The court heard that he had met one of the teenagers on a dating app in early 2015. After months of exchanging messages, they met up in person and he brought her back to his apartment where he filmed them having intercourse.

Unaware of the video, the girl then informed her parents about the assault and they lodged a police report.

Robinson was arrested in June 2015. A police raid uncovered thousands of obscene movies as well as a folder of saved films, including one of him engaging in sexual intercourse with another 15-year-old girl he had met two years before.

Singapore is known for its tough approach to law and order

Singapore is known for its tough approach to law and order

He later pleaded guilty to nine charges; they included three counts of having sex with a minor under sixteen and one for showing an obscene film to a six-year-old girl, which he did while out on bail.

He was given a total of four years in prison.

 

Outrage in Singapore

 

Singapore’s crime rate is among the lowest in the world, and its judicial system one of the toughest. Lengthy jail terms and canings are common.

So public anger erupted in the media and online, as Robinson was seen as having got off lightly. Some asked whether a foreigner had been allowed to escape a harsher punishment.

More than 27,000 people have signed a petition calling for a revision of the sentencing.

“This is totally absurd,” said Singaporean Michael Liew Khong in a post comment on state broadcaster
Channel NewsAsia’s Facebook page. “A four year sentence for a paedophile? What kind of laws do we have here? It’s never about the nationality but the seriousness of the crime.”

Other Facebook users like Chiaming Cho agreed. “This isn’t an issue about locals versus foreigners.

This is about a tough enough sentence to deter would-be offenders for a crime that may have lasting effects of a lifetime.”

Edwin Yeo highlighted the amount of videos featuring children found in Robinson’s possession. “This is taken more seriously in other nations. Why isn’t our justice system looking at that? Robinson will probably be out in two years for good behaviour. This is infuriating.”

The lack of corporal punishment was also called into question by some netizens.

“I do not understand why there isn’t any caning being meted out in the sentencing,” said Mag Kan.

“Caning has always been part of sexual assault sentencing. Why is he being exempted from that?”

In its statement on Wednesday, the Attorney-General’s Chambers (AGC) acknowledged public unhappiness but said the four-year sentence was “broadly in line with relevant sentencing precedents” and that by pleading guilty, the victims had been spared having to testify.

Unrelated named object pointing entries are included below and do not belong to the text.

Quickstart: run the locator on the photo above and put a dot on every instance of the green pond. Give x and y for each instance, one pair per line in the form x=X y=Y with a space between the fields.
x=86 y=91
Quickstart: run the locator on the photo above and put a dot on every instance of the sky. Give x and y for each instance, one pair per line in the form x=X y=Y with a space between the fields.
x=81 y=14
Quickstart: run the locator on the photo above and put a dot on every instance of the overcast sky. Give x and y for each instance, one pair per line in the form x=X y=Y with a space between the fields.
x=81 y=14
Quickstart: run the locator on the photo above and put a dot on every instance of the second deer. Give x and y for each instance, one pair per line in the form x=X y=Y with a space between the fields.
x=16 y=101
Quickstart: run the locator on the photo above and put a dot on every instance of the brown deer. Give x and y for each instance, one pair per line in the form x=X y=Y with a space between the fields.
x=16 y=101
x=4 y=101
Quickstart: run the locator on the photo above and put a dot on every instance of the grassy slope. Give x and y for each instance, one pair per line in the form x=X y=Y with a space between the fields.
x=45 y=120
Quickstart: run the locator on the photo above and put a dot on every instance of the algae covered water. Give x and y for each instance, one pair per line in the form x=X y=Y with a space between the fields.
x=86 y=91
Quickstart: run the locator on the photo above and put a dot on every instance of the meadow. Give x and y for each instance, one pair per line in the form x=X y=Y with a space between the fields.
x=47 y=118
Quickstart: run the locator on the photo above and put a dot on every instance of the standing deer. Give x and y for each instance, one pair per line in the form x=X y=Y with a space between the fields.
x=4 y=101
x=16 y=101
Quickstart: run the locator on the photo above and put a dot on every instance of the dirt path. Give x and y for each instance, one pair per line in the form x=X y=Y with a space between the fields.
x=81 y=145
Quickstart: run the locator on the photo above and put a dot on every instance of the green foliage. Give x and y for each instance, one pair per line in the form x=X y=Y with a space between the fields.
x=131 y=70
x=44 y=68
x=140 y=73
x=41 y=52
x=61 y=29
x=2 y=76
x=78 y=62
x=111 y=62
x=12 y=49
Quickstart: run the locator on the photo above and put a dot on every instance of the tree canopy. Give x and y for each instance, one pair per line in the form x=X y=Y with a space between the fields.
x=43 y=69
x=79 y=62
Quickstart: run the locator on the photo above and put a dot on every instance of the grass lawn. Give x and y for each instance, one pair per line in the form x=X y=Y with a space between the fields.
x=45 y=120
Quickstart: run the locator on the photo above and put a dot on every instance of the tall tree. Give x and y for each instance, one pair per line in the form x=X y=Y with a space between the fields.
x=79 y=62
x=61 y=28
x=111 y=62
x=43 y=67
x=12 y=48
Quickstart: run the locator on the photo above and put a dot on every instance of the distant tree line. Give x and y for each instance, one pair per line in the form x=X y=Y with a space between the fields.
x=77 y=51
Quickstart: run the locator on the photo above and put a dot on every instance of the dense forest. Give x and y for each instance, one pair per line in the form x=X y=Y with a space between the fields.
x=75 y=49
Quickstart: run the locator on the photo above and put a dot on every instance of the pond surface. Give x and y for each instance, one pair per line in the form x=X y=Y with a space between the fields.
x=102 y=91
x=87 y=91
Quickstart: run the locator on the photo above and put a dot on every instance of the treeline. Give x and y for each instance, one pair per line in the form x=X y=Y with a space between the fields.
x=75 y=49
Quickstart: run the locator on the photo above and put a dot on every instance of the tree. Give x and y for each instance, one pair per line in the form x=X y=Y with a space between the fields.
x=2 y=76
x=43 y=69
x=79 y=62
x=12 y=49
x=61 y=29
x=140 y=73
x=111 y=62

It stressed Robinson had been convicted of neither sexual assault nor statutory rape, as the girls were above the age of 14 and had consented. “Caning is not provided for any of the offences Robinson was charged with,” it said.

The AGC said it did “not differentiate between Singaporeans and non-Singaporeans”, but that it would be discussing with government “whether the relevant legislation should be reviewed to enhance sentencing for some of the offences”.